Houston Astros v Oakland Athletics
Houston Astros v Oakland Athletics / Kavin Mistry/GettyImages

There's no metric by which Yankees GM Brian Cashman can be retroactively judged to have "won" the 2022 MLB Trade Deadline. His acquisition of Frankie Montas has proven disastrous. His Andrew Benintendi move quickly unhooked itself from the Yankees' fate like Benny's wrist bone. His Jordan Montgomery-Harrison Bader swap is a trade for the ages. Montgomery looks mostly good in St. Louis? Would he have looked good here? Probably not? Bader looks great! But where is he? The conversation can go on and on.

The only thing Cashman can hang his hat on as we approach the one-year anniversary of that ineffective shakeup is that the fears of the Yankees "gutting their farm system" of top-tier pitching talent were wildly overblown.

This is not to doom the long-term prospects of Ken Waldichuk, JP Sears, Beck Way and Hayden Wesneski. All of them have been plenty doomed in the short-term, though, and it's safe to say not a one of them would be comfortably holding down a rotation spot, even while things fell apart in the Bronx this spring. Jhony Brito wasn't great. He was also better than everyone but Sears, who's only recently shown Clarke Schmidt-like improvement. Randy Vásquez, through two starts, did more than equal Wesneski's peak (he now has an ERA in the mid-5.00s).

Cashman's returns? Those can all be called into question. Cashman's sacrifices? They all seem prudent for a win-now team, especially as the next generation of pitching prospects his team bet on continue to emerge. The lower-down names in the Yankees' prospect pool who were expected to absorb a bigger burden -- Drew Thorpe, Richard Fitts, Clayton Beeter -- have delivered. A few unexpected names -- Chase Hampton, Juan Carela -- have also emerged.

Not all pitching prospects make it to the finish line, but it seems the "gutted" version of the Yankees' pitching farm is just as healthy, if not healthier, than last year's deadline edition. That reload certainly counts as a development win.

Yankees top pitching prospects Richard Fitts, Drew Thorpe, Chase Hampton as advertised

After a stinker in early May against the James Wood-led Nationals' High-A affiliate (a game I attended, which should probably get me banned from future Drew Thorpe starts), the right-hander has allowed six earned runs in his next five outings, lowering his season ERA to 2.91 with 71 whiffs in 58.2 innings. Four of those earned runs came against Wilmington again.
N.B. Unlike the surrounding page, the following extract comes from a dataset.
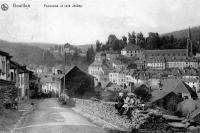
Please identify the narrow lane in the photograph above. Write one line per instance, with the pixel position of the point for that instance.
(50, 117)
If the Yankees can keep Thorpe away from the Blue Rocks, they might just have something here.

Up one level with the Somerset Patriots, former Auburn product Richard Fitts has shaken off an early-season adjustment period to post equally dominant work of late. His ERA peaked at an unsightly 6.21 on May 18. Since then?

*6 IP, 5 H, 0 ER, 1 BB, 5 K
*6 IP, 8 H, 2 ER, 1 BB, 8 K (vs Red Sox affiliate)
*6 IP, 5 H, 2 ER, 1 BB, 6 K (also vs Red Sox affiliate)

... all leading to the eight-inning gem he polished off this past weekend:

Beeter, his rotation mate, swiped Eastern League Pitcher of the Week honors from him from June 5-11. Fitts, a late entrant, can't be too upset; Beeter continued showing that he'll either be a solid starter or Michael King-type two-inning relief ace, in all likelihood.

And those are just the names the team was publicly counting on to match and exceed the departed pitchers' production. Maybe they knew about sixth-rounder Chase Hampton internally, but we kind of didn't.

With 77 Ks through 47 innings, he might be the best of the bunch -- and among the best in the entire minor leagues.

No defined left field plan? Anthony Volpe/Oswald Peraza too big a risk at short? Josh Donaldson a flop? There was plenty of fair criticism levied at the Yankees this offseason.

But leaving their minor-league pitching depth dried out and dissolved? That was an unfair criticism. Turns out, at least one department knows what they're doing.